Alors que Molson était la bière bue à Montréal, la ville de Québec était un véritable château fort pour la Dow. 85% de toute la bière bue à Québec, et 51% de celle consommée dans le reste du Québec proviennent de la brasserie Dow. Véritable pionnier dans la promotion et le marketing, on disait à l’époque que Dow innovait alors que les autres suivaient.

La chute

Entre août 1965 et avril 1966, plus de 48 patients se présenteront dans des hôpitaux de la région de Québec souffrant d’une cardiopathie inhabituelle. Une quinzaine d’entre eux en mourront. Alors que leur alcoolisme est rapidement pointé du doigt, la brasserie Dow se voit mise sur la sellette alors que des journalistes rapportent qu’une enzyme, le sel de cobalt, était ajoutée pour favoriser la production de mousse et qu’elle était soupçonnée d’être la cause de ces décès.

Bien qu’aucun lien n’ait jamais été démontré entre la bière Dow et la mort de ces hommes, la brasserie cherchera à montrer patte blanche en déversant  les stocks restants dans le fleuve et cessera la production de sa bière dans sa brasserie de Québec. Alors qu’elle voulait se montrer bonne joueuse, la population y verra plutôt une reconnaissance de sa culpabilité.

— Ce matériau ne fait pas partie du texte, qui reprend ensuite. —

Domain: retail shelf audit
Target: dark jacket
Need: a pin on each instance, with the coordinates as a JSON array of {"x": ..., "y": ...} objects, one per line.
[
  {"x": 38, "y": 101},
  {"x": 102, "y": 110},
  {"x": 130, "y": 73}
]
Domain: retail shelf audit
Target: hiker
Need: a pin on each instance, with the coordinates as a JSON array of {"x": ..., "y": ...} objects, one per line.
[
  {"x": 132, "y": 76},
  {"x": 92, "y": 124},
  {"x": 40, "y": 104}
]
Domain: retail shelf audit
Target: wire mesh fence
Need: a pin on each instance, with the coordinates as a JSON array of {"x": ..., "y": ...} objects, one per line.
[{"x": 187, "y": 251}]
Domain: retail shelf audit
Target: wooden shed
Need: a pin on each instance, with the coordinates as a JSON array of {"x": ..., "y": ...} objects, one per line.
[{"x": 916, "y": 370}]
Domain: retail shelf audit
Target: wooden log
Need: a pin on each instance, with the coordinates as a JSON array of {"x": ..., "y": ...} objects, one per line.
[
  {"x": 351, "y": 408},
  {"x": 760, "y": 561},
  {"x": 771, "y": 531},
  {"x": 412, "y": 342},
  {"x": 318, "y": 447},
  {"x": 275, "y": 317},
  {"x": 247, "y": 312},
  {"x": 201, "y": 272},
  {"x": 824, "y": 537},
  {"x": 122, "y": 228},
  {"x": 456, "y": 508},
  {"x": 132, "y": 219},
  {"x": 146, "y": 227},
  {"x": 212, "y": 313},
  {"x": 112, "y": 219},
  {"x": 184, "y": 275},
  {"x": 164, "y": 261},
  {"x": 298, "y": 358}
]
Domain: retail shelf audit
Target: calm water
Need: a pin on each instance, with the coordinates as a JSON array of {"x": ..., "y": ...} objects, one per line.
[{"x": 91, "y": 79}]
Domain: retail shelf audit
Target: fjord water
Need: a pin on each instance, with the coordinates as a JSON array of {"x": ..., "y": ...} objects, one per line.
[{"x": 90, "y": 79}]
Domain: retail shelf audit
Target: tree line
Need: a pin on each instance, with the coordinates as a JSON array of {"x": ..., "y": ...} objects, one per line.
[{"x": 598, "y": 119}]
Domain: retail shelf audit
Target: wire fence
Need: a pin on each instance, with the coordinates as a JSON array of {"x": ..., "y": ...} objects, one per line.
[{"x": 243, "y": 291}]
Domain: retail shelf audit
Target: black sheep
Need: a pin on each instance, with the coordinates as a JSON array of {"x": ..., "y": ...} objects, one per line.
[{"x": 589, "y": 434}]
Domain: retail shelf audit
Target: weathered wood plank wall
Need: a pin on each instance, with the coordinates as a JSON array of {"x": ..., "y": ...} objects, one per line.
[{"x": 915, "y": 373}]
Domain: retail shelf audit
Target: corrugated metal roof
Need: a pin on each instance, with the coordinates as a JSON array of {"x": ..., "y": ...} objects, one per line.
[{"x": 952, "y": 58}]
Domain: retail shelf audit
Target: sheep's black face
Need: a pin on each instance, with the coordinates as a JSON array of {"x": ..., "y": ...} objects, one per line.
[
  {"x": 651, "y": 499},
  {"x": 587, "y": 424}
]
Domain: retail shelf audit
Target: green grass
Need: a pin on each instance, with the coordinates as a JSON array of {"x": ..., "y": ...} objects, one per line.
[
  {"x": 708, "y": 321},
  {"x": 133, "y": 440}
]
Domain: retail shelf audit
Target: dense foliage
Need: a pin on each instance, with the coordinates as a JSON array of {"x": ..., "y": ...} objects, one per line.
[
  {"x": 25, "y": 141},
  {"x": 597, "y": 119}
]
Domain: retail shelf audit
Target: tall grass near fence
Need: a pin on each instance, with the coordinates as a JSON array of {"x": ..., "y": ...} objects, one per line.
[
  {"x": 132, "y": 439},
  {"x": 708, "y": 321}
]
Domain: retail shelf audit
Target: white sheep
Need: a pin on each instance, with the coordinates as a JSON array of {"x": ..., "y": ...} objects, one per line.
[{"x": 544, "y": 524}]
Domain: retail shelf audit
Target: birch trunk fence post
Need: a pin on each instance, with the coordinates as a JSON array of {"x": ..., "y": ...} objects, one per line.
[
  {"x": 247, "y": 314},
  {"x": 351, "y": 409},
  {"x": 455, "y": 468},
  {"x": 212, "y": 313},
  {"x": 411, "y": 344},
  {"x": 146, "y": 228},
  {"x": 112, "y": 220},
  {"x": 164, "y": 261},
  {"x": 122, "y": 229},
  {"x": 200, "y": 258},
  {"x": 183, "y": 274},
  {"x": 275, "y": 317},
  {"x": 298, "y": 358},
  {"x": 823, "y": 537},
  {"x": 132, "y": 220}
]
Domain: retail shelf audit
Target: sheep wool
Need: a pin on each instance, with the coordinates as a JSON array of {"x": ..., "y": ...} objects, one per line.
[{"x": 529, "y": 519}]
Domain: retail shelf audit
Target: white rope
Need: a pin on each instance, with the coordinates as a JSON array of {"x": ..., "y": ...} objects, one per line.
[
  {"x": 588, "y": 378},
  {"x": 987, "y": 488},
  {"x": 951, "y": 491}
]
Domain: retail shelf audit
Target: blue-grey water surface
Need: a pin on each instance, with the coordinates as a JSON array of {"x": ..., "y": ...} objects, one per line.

Et c’est ainsi qu’en l’espace d’une seule année, la brasserie Dow perdra pratiquement toutes ses parts de marché au Québec. L’année suivante, soit en 1967, la brasserie est vendue à sa concurrente O’Keefe qui sera ensuite vendue à Molson en 1989. Bien que la bière Dow soit brassée jusqu’en 1998, elle ne se relèvera jamais de cette sombre histoire.

L’immeuble de la rue Notre-Dame est abandonné depuis 1998. Bien que cet immeuble soit contaminé à l’amiante, une portion du complexe a été convertie en condo et d’autres immeubles appartenant aujourd’hui à Molson-Coors ont, depuis, été vendus.